In his 255 page work “The Last Ridge” (first published in 2003) author McKay Jenkins attempts to go beyond the vast but sometimes cursory body of work regarding the 10th Mountain Division, and succeeds. He does so by mixing a well researched narrative chronology of the Division, combined with first person accounts gleaned from well written letters and compelling oral history.
But what truly sets “Last Ridge” up as a definitive 10th book is the detailed descriptions of their combat. Beginning with the awful debacle of Kiska (when the only men killed in combat were shot by their fellow soldiers) all the way up through the justifiably famous and tragically brutal combat in the Italian mountains, you receive a first-hand account of exactly what went on through the eyes of men who fired the weapons, were grievously wounded, and frequently died.
One such casualty, (I won’t give away the name and ruin the read) is a sensitive young man who sends beautiful letters home that form a compelling sub-plot detailed by Jenkins. You’re drawn into the soldier’s story, wondering if he’ll return to his loved ones. He doesn’t. And around a thousand others do not as well.

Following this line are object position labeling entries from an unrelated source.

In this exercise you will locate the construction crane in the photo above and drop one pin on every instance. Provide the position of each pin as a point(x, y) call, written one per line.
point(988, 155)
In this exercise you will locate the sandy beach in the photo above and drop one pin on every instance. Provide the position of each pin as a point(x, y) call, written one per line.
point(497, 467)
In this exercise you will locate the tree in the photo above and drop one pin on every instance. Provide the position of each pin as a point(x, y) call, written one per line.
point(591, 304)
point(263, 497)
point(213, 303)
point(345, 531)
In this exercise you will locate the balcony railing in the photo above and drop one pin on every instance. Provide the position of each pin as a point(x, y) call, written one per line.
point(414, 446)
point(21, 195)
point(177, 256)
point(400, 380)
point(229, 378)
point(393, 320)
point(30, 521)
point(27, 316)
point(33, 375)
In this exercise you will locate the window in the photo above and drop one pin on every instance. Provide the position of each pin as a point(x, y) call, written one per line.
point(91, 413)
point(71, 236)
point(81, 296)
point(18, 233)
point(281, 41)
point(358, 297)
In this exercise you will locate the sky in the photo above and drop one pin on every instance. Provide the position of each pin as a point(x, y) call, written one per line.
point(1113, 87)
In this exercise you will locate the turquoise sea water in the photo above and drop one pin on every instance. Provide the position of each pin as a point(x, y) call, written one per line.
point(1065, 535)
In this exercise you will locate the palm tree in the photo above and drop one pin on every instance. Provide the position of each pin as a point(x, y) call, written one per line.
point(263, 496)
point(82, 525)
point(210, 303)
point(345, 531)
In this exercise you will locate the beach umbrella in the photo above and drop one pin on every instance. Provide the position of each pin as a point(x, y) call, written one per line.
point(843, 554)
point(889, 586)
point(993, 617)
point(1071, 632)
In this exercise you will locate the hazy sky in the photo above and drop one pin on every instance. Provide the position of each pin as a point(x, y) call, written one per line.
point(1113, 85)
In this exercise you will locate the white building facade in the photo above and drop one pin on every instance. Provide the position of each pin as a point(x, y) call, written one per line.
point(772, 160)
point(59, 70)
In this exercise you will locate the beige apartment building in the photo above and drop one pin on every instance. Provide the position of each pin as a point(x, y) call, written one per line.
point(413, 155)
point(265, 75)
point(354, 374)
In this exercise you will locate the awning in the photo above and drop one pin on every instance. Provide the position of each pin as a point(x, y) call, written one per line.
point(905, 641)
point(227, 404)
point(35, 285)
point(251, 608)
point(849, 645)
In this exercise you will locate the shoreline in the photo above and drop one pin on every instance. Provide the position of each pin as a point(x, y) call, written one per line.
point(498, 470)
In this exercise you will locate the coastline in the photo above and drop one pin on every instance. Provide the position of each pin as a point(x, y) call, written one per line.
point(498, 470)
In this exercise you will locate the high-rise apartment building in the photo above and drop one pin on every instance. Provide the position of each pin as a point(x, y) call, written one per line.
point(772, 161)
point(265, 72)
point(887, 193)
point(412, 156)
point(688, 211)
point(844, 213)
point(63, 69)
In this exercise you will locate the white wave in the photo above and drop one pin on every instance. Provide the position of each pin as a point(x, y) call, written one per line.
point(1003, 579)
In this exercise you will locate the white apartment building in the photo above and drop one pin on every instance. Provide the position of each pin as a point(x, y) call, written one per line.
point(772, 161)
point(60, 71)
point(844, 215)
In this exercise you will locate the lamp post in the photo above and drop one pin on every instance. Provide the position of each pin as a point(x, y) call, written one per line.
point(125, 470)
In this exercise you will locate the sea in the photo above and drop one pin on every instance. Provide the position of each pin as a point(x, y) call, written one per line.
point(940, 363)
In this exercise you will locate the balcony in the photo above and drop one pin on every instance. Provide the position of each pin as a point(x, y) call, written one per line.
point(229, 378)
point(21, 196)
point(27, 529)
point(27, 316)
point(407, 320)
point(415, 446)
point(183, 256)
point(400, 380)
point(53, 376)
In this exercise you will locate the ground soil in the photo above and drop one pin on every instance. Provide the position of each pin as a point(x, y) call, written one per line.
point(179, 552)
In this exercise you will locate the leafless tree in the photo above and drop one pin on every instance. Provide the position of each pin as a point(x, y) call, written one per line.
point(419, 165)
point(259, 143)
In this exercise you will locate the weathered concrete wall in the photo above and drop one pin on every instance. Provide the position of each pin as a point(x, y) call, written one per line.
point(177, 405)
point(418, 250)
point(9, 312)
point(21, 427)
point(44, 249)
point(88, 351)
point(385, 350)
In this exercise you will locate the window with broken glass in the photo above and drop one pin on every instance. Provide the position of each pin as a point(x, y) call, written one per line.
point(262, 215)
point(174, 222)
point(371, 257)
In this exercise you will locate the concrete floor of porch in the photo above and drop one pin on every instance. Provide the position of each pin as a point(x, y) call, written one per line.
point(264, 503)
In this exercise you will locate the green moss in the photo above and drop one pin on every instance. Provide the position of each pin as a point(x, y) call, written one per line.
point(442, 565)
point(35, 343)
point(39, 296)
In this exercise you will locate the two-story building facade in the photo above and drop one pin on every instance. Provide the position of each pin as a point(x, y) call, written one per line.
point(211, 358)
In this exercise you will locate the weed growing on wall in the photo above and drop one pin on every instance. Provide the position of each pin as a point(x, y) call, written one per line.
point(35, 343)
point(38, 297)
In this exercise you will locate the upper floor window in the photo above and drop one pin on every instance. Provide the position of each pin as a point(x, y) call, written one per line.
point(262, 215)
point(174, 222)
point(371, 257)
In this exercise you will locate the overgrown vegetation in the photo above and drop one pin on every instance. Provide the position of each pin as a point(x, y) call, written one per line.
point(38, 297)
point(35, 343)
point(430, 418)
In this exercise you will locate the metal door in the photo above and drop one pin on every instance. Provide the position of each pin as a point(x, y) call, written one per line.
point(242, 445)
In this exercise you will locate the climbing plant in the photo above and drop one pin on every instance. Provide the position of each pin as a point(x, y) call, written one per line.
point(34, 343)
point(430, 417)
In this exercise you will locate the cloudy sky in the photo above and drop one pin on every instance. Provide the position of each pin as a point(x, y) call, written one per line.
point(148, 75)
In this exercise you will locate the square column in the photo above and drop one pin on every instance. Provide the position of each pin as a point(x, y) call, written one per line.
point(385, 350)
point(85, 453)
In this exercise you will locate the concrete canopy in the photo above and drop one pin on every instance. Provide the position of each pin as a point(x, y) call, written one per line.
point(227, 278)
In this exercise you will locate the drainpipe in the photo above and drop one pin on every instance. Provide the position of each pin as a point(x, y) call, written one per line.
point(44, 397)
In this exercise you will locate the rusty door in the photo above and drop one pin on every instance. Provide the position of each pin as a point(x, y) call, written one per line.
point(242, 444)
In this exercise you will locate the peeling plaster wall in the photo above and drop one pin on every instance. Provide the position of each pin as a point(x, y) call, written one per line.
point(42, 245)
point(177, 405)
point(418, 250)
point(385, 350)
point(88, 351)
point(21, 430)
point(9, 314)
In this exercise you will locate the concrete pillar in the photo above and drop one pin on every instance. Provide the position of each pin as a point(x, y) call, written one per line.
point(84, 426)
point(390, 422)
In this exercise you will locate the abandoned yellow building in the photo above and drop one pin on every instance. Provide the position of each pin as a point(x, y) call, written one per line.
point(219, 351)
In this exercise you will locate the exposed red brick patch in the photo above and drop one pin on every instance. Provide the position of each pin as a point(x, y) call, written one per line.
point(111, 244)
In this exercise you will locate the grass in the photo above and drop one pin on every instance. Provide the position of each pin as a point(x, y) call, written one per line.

Lest we forgot, battles such as The Bulge (around 19,000 Americans dead) and Omaha Beach were heroic and tragic on a much greater scale than the 10th’s stint in Italy. Nonetheless, the fact that these were our first specially trained mountain soldiers resonates with any of us who dabble in alpinism. Thus, getting the details is wonderful, (not to mention good motivation for any pacifistic tendencies you may have, as honest first-person infantry combat accounts tend to be).
Oh, and by the way, Jenkins is careful to note that while 10th soldiers did patrol and do a modicum of combat using ski gear, they did not use skis during their major actions and battles. More, he clarifies the fact that nearly all the Division’s specialized mountain gear was left in the U.S. by the military bureaucracy, and that their work on the steep Italian terrain was done with improvised equipment such as mattress covers cut into jackets, ropes tied around their feet for backcountry snow and ice traction, and ski gear borrowed from the Italians. Regarding such, Jenkins writes “Even without their fancy gear, the men had deep reserves of alpine intelligence.” I love that sentence, as it speaks so clearly to what we all know to be true, that your mind and spirit are what get you through the mountains safely, with gear only acting in support.
Highly recommended, well indexed and footnoted (e.g., Jenkins used more than a thousand pages of personal letters during his research).
Note that Jenkins also wrote the excellent (though somewhat depressing), The White Death: Tragedy and Heroism in an Avalanche Zone.